Wire plane inside a Liquid Argon Time Projection Chamber
The image below shows a beautiful charged-current muon neutrino interaction in the ArgoNeut detector, a small-scale LArTPC at Fermilab that ended its data run in 2010. The image shows four gamma-induced electromagnetic showers from the decay of two neutral pions, detached from the primary interaction vertex.
Particle tracks created by a neutrino interaction in liquid argon in the Argon Neutrino Test project (ArgoNeuT).
The DUNE far detectors will be installed 1,475 meters (4850 feet) underground to shield them from cosmic rays, which constantly bombard Earth’s surface. These particles would generate tracks in the detector that would complicate the data analysis. The large amount of rock above the far detector will ensure that almost all cosmic rays will get absorbed in rock before reaching the DUNE far detector.
The Near Detector
Collaborators from India and other countries are leading the design effort for a fine-grained neutrino detector to be located at Fermilab, a few hundred meters downstream of the muon neutrino source powered by the accelerator complex at Fermilab.
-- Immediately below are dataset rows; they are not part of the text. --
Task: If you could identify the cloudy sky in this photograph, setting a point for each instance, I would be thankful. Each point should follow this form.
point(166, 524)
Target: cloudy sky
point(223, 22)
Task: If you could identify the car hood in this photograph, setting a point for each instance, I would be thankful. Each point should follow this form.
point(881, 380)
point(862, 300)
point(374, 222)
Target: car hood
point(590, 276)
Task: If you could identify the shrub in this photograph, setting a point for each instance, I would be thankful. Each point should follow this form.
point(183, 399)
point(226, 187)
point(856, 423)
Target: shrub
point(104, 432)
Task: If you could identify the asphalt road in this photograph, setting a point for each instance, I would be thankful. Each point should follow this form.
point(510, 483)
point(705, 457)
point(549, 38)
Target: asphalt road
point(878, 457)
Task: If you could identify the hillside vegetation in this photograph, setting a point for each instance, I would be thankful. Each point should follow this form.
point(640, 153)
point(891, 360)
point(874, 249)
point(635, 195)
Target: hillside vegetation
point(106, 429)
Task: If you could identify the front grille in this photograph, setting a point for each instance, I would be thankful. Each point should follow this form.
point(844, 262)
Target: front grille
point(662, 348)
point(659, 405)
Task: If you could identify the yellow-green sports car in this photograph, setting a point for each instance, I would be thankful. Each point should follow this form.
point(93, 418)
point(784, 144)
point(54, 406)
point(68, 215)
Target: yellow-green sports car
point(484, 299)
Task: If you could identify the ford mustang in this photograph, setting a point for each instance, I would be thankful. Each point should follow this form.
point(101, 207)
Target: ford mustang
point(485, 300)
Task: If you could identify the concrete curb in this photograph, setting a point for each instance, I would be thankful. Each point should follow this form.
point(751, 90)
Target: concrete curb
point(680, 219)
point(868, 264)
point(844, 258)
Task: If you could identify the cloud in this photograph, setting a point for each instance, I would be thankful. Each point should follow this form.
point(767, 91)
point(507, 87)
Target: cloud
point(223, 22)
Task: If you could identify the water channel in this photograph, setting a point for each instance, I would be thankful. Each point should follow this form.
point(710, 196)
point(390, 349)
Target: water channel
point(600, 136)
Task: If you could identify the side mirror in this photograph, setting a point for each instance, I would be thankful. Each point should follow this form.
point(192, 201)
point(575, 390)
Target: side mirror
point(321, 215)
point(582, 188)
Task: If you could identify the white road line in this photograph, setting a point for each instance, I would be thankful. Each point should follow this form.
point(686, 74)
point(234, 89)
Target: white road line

Schematic diagram of the Fine-Grained Tracker design, shown open. Sensitive detector elements will be surrounded by a dipole magnet (green).
Its principal role is to characterize the neutrino beam as it leaves the near site in order to better understand the signals collected at the far detector and thus maximize the neutrino oscillation physics potential of the experiment. In addition, the near detector will enable a rich program of physics measurements independent of the far detector and provide the data for many PhD theses.
The near neutrino detector design includes a straw-tube tracking detector and electromagnetic calorimeter placed inside a 0.4-Tesla dipole magnet to enable particle tracking.
Prototype Detectors for DUNE
The DUNE far detector will be by far the largest liquid-argon neutrino detector ever built in the world. The two largest LArTPC neutrino detectors that have been built to date are the ICARUS detector (760 tons of liquid argon, originally operated at the INFN Gran Sasso laboratory in Italy and now being refurbished at CERN for its next phase of operation in the Short Baseline Neutrino Program at Fermilab) and the MicroBooNE detector (170 ton; detector is currently taking data as part of the SBN program at Fermilab).
The DUNE collaboration is pursuing an aggressive program of building and testing detector components for the construction of the far detector. The next big step is the construction of two large prototype detectors at the CERN Neutrino Platform and have them operational by 2019.
The Single Phase ProtoDUNE detector will be built using the full-scale Single Phase LAr TPC detector components designed for the construction of the first of four DUNE far detectors. The SP ProtoDUNE will be tested with a low-intensity particle beam provided by the CERN accelerator complex. The SP ProtoDUNE builds on the SP LAr TPC technology developed for ICARUS and MicroBooNE. A smaller, 35-ton prototype SP LAr TPC detector for DUNE was tested at Fermilab in early 2016.
A 30-second animation of the single-phase liquid-argon TPC technology.
The Dual Phase LAr TPC ProtoDUNE detector (300 tons of liquid argon) will test an innovative modification of LAr TPC technology chosen for the second of the four DUNE detector modules for the far site. This detector features amplifiers that operate in a layer of gaseous argon above a large target volume of liquid argon. Compared to the SP ProtoDUNE, this Dual Phase detector technology promises a 20-fold increase in amplification of the faint signal produced by ionization electrons drifting through the liquid argon. Construction of a small, 25-ton DP Lar TPC prototype detector took place at CERN in 2016 (see time lapse below).
Insertion of the cryostat of the 25-ton Dual Phase Liquid-Argon TPC prototype detector at CERN in July 2016.